Cervical carcinoma is considered to be the third most common cancer in women in the world. In 1994 an estimated 55.000 women in the U.S. were diagnosed with carcinoma in situ of the cervix, with an additional 15.000 cases of invasive cancer. Although organized or voluntary screening is available in a number of countries and a range of interventions exist, about 4.600 of women diagnosed with the disease do not survive. In Sweden organized screening has been in operation for the last 20 years, but still about 500 cases of invasive cancer are diagnosed annually. Although in the US and Europe major progress has been made in the control of cervical cancer, it remains a significant cause of morbidity and mortality in the developing world.
Infection by certain types of human papillomavirus (HPV) is the single most important risk factor for the development of cervical cancer.
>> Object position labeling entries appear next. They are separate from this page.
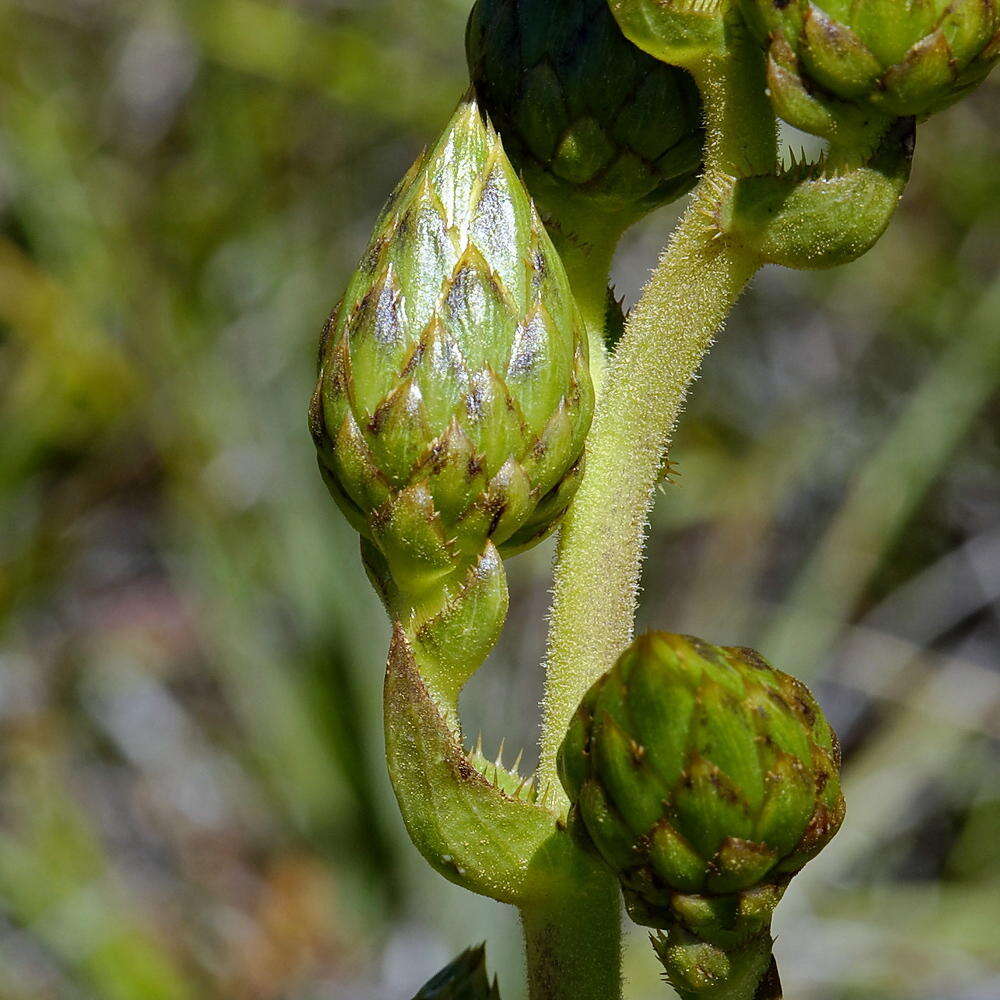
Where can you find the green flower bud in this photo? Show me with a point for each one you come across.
(454, 396)
(594, 124)
(706, 779)
(833, 61)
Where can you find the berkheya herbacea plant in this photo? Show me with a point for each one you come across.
(479, 386)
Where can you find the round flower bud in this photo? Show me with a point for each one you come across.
(454, 395)
(831, 59)
(594, 124)
(706, 779)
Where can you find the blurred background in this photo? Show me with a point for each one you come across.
(193, 800)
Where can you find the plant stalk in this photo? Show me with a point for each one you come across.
(696, 283)
(573, 944)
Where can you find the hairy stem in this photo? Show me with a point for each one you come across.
(697, 281)
(573, 944)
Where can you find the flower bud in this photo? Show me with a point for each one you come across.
(594, 124)
(836, 60)
(706, 779)
(454, 396)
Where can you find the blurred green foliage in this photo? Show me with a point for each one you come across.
(193, 801)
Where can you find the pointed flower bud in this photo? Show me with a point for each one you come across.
(454, 395)
(594, 124)
(833, 59)
(706, 779)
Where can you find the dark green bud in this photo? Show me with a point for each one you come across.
(706, 779)
(835, 63)
(454, 396)
(593, 124)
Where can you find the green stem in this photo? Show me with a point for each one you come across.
(573, 944)
(696, 283)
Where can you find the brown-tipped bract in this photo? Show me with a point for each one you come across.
(454, 396)
(705, 779)
(837, 61)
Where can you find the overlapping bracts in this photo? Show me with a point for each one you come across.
(454, 396)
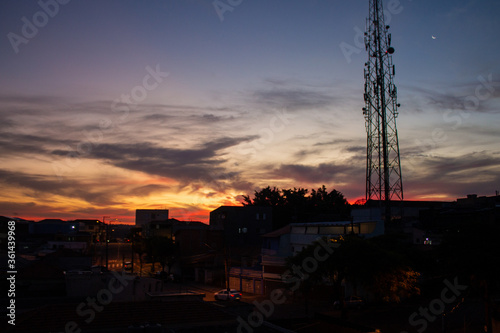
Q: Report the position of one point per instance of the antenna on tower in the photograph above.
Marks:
(383, 167)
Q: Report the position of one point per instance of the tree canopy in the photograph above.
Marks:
(301, 205)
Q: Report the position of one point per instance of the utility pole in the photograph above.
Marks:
(383, 167)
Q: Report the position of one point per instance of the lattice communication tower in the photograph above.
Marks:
(383, 167)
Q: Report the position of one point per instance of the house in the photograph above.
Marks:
(290, 240)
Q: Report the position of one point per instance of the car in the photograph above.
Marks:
(224, 295)
(353, 302)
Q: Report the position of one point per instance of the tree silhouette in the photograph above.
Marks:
(297, 205)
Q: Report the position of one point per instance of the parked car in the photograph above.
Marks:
(224, 295)
(353, 302)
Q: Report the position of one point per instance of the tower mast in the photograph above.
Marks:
(383, 167)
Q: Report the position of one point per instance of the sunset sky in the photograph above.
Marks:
(110, 106)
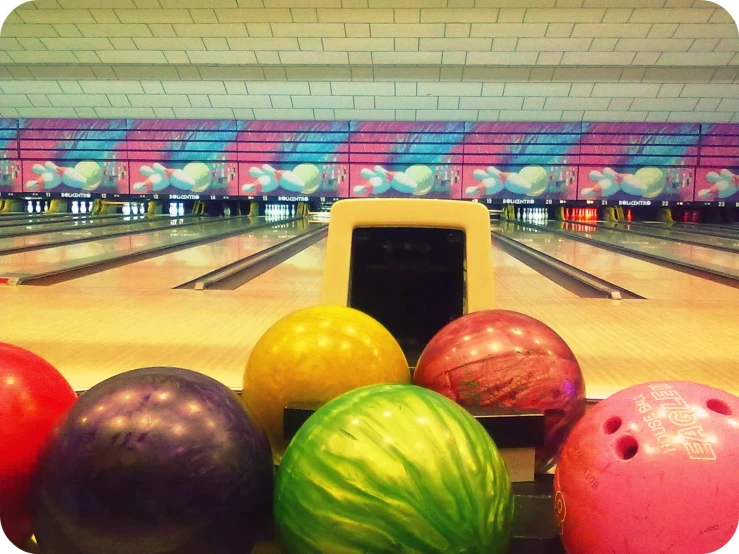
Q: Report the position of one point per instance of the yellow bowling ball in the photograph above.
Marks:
(315, 355)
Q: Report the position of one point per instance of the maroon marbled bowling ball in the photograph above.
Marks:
(507, 359)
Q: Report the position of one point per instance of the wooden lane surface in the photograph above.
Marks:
(98, 332)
More than 95% of cervical cancer biopsies have been found to contain DNA of high-risk HPV types, most commonly HPV 16, followed by HPV 18, 45, 31 and 33. Given the importance of HPV infection in the etiology of cervical cancer, a large number of methods have been developed for detecting of the virus or for identifying the cellular changes resulting from viral transformation. Serological detection methods have been used to detect present or recent infection with HPV, but have a limitation in that not every infected individual develop antibodies. A number of DNA technologies have been employed for detection of viral nucleic acid, such as in situ hybridization, restriction fragment length polymorphism (RFLP) and southern-blot analysis, hybrid capture (where a DNA-RNA heteroduplex is recognized by monoclonal antibodies) and various PCR based assays. Many of the PCR systems developed for HPV detection involve an amplification step followed by a separate step for identification of individual HPV types To increase the technical sensitivity of the assay when analyzing samples with limited DNA, such as formalin-fixed biopsies or archival Papanicolaou (Pap) cervical smears, a nested-PCR has frequently been employed.
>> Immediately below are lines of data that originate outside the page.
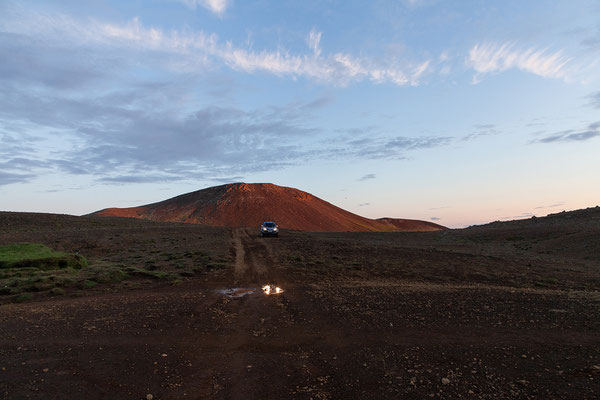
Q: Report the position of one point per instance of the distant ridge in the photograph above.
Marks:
(249, 204)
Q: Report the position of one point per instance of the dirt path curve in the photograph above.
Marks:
(253, 258)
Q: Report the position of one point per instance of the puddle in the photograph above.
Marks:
(236, 293)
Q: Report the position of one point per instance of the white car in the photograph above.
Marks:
(269, 228)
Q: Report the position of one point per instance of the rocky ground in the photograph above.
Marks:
(486, 313)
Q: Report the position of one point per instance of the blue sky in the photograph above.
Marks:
(454, 112)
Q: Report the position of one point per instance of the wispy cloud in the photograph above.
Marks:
(7, 178)
(192, 51)
(367, 177)
(590, 132)
(595, 99)
(489, 58)
(216, 6)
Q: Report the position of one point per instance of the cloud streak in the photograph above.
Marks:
(590, 132)
(194, 51)
(487, 58)
(367, 177)
(216, 6)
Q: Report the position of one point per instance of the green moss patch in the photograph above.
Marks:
(35, 255)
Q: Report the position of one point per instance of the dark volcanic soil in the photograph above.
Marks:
(465, 314)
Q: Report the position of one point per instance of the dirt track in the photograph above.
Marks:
(321, 339)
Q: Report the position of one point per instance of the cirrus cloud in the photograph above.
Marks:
(489, 58)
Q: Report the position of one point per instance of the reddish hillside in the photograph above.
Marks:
(243, 204)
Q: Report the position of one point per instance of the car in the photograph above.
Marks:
(269, 228)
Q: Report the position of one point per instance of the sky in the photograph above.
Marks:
(458, 113)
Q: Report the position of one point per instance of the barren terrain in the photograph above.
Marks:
(506, 310)
(249, 204)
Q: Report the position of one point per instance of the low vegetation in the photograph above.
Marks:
(35, 255)
(49, 255)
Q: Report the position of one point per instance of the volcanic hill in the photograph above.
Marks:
(249, 204)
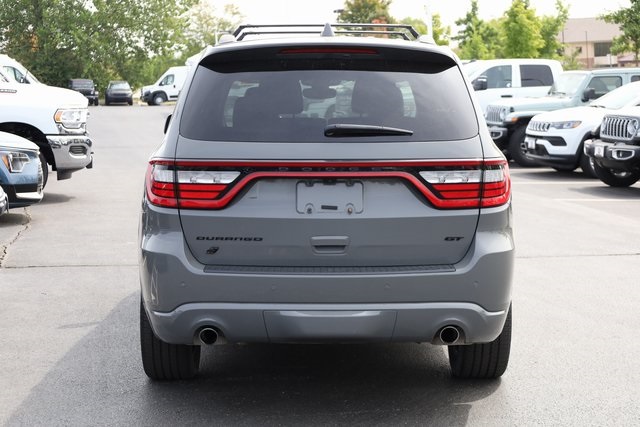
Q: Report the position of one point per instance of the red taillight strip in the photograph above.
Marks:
(449, 196)
(160, 193)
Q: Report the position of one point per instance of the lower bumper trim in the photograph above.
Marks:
(406, 322)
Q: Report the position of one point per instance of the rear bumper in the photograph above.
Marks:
(182, 296)
(71, 153)
(327, 322)
(618, 156)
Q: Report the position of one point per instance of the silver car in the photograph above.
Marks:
(326, 189)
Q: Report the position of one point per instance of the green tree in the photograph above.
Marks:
(523, 31)
(476, 39)
(206, 25)
(99, 39)
(629, 21)
(366, 11)
(440, 33)
(550, 27)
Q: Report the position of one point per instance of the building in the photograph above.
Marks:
(592, 39)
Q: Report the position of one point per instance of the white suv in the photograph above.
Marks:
(556, 138)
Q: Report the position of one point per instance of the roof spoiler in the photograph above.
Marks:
(406, 32)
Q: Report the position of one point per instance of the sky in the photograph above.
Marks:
(321, 11)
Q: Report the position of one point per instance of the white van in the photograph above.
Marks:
(167, 88)
(15, 71)
(511, 78)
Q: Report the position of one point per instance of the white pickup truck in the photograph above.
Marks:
(54, 118)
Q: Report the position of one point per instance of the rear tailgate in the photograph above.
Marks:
(260, 182)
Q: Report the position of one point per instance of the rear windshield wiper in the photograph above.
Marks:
(352, 130)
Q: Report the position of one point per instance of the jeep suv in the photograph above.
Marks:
(326, 189)
(508, 118)
(615, 149)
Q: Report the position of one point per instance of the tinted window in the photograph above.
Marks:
(498, 77)
(604, 84)
(279, 104)
(536, 75)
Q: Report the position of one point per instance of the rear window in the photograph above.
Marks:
(295, 97)
(536, 75)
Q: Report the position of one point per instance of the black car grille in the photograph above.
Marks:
(616, 127)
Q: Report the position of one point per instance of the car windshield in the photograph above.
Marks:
(623, 96)
(301, 101)
(567, 84)
(82, 84)
(119, 86)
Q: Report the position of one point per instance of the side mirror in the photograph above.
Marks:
(167, 123)
(480, 83)
(588, 94)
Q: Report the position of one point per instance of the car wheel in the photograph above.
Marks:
(615, 178)
(164, 361)
(482, 361)
(159, 98)
(45, 170)
(586, 164)
(518, 148)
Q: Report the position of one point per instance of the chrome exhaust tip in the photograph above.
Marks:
(208, 336)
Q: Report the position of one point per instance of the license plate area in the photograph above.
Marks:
(531, 143)
(598, 151)
(329, 197)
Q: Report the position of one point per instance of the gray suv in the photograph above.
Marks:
(326, 189)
Previously an assay based on real-time PCR for the detection and quantification of high risk HPV DNA has been described (Josefsson et al., 1999). The 5′ exonuclease assay, employed in real-time PCR, is based on the ability of the 5′ to 3′ exonuclease activity of Taq polymerase to cleave a dual-labeled, non-extendible, hybridization probe during the extension phase of the PCR.
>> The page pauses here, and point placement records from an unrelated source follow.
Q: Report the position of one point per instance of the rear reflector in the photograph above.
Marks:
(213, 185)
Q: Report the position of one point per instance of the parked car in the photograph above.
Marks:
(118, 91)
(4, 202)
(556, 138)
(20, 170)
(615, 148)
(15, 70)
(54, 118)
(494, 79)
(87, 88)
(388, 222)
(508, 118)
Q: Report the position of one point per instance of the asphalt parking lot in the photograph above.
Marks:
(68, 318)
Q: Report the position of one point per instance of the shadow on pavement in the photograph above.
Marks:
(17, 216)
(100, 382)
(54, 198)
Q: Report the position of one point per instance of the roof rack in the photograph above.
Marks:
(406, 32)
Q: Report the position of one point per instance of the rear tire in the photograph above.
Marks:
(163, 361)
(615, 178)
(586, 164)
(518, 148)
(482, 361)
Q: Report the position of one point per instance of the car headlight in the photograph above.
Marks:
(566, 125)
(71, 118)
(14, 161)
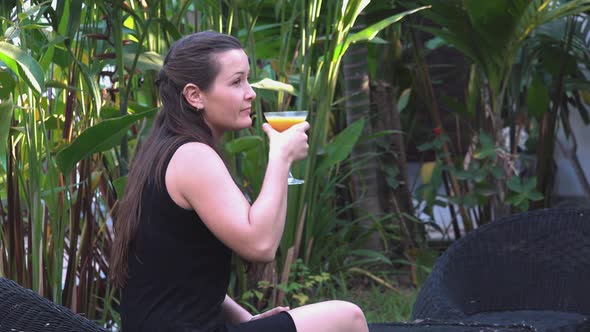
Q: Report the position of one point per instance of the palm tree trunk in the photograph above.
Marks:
(398, 200)
(358, 105)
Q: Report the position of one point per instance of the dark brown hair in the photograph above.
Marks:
(189, 60)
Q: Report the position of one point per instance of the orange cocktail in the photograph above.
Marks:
(282, 121)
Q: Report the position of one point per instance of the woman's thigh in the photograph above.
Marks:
(329, 316)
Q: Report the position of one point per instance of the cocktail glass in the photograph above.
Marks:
(282, 121)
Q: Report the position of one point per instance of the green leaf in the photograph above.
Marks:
(403, 100)
(270, 84)
(101, 137)
(7, 84)
(119, 184)
(371, 31)
(145, 62)
(535, 196)
(537, 98)
(529, 184)
(5, 121)
(243, 144)
(371, 254)
(514, 184)
(341, 147)
(23, 65)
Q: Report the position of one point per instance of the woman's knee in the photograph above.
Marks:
(355, 313)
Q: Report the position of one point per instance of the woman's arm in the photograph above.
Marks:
(233, 312)
(198, 179)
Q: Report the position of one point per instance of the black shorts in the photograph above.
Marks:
(282, 322)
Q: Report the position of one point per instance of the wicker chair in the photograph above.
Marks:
(530, 269)
(22, 309)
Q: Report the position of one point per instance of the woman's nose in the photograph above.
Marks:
(250, 93)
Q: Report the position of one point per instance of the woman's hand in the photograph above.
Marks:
(290, 144)
(269, 313)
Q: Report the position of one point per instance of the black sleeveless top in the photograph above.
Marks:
(178, 270)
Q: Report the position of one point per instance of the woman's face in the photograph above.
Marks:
(227, 103)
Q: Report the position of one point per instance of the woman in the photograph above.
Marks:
(182, 215)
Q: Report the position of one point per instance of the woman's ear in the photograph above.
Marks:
(194, 96)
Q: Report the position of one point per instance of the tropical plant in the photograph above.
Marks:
(502, 40)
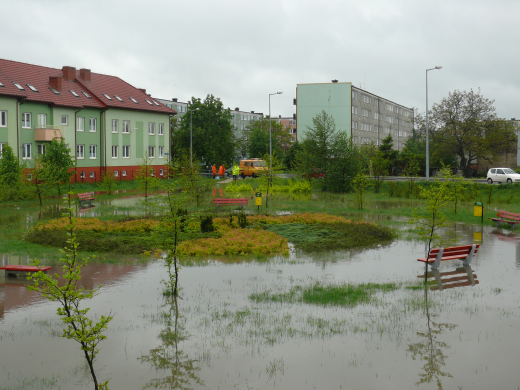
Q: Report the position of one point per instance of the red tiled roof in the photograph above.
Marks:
(38, 76)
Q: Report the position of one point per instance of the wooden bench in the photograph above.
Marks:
(230, 201)
(461, 277)
(15, 270)
(86, 198)
(465, 253)
(507, 217)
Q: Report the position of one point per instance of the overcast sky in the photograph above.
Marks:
(241, 50)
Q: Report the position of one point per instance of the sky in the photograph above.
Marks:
(241, 51)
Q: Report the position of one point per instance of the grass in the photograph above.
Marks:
(348, 295)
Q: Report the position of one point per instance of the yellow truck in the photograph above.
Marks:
(252, 167)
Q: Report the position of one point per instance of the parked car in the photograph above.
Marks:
(502, 175)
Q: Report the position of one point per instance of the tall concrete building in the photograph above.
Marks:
(366, 117)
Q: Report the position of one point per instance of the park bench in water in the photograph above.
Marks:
(464, 253)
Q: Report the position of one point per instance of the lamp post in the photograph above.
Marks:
(427, 146)
(270, 140)
(191, 136)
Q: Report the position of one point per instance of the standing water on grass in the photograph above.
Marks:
(256, 325)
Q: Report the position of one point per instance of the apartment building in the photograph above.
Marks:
(364, 116)
(108, 124)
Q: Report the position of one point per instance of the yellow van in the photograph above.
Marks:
(251, 167)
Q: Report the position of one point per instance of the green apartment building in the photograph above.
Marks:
(109, 125)
(364, 116)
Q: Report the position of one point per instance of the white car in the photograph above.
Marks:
(503, 175)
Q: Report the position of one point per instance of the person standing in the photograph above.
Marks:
(236, 171)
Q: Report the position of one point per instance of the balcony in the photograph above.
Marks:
(47, 132)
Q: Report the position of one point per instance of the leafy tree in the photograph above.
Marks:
(57, 162)
(65, 290)
(10, 170)
(213, 138)
(290, 157)
(465, 124)
(257, 134)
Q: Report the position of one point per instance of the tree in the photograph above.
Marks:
(57, 162)
(257, 135)
(65, 290)
(465, 124)
(10, 170)
(213, 138)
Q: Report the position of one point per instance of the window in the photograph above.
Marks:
(26, 151)
(81, 123)
(42, 121)
(80, 151)
(26, 120)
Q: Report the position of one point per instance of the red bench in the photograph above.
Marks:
(507, 217)
(86, 198)
(15, 270)
(461, 277)
(465, 253)
(230, 201)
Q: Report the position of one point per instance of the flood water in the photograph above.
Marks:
(215, 337)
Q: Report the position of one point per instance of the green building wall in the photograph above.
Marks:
(333, 98)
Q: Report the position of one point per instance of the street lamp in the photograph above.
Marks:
(191, 136)
(427, 147)
(270, 140)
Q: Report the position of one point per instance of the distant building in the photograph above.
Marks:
(108, 124)
(364, 116)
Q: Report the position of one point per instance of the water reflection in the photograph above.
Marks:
(183, 371)
(429, 349)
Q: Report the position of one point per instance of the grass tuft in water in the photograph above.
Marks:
(349, 295)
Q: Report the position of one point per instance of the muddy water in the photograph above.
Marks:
(215, 337)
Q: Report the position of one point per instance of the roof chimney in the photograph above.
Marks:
(55, 82)
(85, 74)
(69, 73)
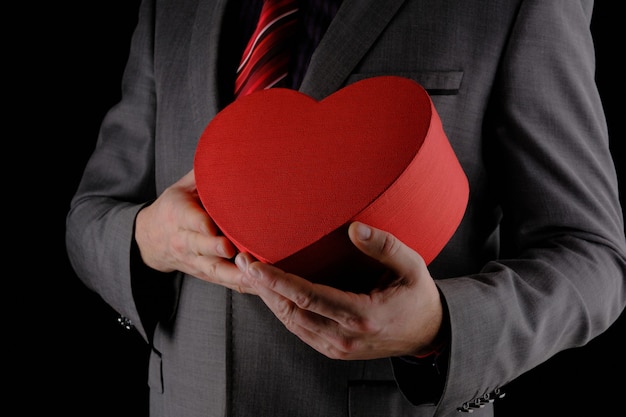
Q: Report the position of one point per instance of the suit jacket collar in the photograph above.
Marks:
(356, 26)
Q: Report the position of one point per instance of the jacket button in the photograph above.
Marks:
(125, 322)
Using this previously described method it was demonstrated, in a case-control study, that the titer of HPV 16 in cervical smears can be used to predict the risk of development of cervical cancer in situ (cervical interstitial neoplasia, stage II; CIN III) (Josefsson et al., 2000; Ylitalo et al., 2000). These results indicate that HPV titer may represent a powerful means of determining whether an infection will progress into cervical cancer or be cleared. This invention is described in U.S. Pat. No. 6,420,106 and relates to a method to predict the risk of progression to virus associated cancer in a human subject.